Ditemui di Jakarta, Senin (10/7/2023), Sekretaris RW 005 Kelurahan Jatinegara, Cakung, Jakarta Timur, Asit Faizal mengatakan, wilayahnya menjadi salah satu sasaran program karena dinyatakan kumuh sesuai lampiran Peraturan Gubernur DKI Jakarta Nomor 90 Tahun 2018 tentang Peningkatan Kualitas Permukiman Dalam Rangka Penataan Kawasan Permukiman Terpadu. Melalui program ini, warga diminta untuk memberikan daftar permasalahan pemukiman yang nantinya bisa mendapat bantuan dari pemerintah.
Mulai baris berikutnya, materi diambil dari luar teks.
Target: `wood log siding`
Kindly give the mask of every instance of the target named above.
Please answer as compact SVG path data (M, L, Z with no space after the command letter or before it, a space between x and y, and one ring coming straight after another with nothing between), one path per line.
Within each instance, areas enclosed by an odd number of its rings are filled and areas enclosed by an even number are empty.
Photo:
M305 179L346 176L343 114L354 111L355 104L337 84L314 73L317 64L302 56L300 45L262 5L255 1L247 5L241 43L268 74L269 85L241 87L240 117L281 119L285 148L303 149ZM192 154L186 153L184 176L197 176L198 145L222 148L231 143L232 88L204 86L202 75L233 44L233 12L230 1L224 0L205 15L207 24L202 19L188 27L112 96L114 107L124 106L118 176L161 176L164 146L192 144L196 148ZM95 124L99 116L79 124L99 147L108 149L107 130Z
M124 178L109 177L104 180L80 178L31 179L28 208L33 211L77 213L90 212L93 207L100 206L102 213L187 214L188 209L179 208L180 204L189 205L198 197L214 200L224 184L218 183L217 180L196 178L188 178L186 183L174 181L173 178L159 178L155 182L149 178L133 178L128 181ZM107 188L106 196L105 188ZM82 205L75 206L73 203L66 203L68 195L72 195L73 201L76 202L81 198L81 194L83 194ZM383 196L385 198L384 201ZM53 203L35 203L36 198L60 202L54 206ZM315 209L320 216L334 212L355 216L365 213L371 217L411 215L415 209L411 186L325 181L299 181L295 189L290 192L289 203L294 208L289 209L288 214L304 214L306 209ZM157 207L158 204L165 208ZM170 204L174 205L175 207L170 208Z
Dari hasil musyawarah dengan warga terdapat sejumlah permasalahan, yaitu banjir, akses jalan minim, dan masih adanya rumah tidak layak huni (RTLH). Masalah banjir masih terjadi karena tidak adanya saluran air yang lancar. Ditambah lagi, saluran air yang ada sudah diduduki oleh bangunan rumah.
Akibat hal itu pula, jalan yang menghubungkan antar-RT semakin menyempit, membuat akses keluar masuk wilayah menjadi sulit.
”Yang pertama, revitalisasi saluran air sudah mencapai 80 persen. Lalu ada penambahan polisi tidur, bangku taman, dan lainnya. Mengenai akses, ada 11 rumah yang harus diperkecil lebarnya, karena memakan badan jalan. Awalnya, lebar jalan 1,5-2 meter, sekarang hanya 1 meter. Ini coba kami kembalikan seperti semula,” katanya.
Asit menambahkan, permasalahan utama yang kini belum mendapatkan perhatian adalah masih banyaknya RTLH.
Tidak hanya mengenai kelayakan tinggal, adanya belasan RTLH di wilayah tersebut juga dinilai membahayakan. Dari pantauan di lapangan, rumah-rumah tersebut masih ada yang dibangun dengan material seperti kayu, kabel listrik juga mudah terlihat di langit-langit rumah. Kondisi tersebut berpotensi memicu kebakaran.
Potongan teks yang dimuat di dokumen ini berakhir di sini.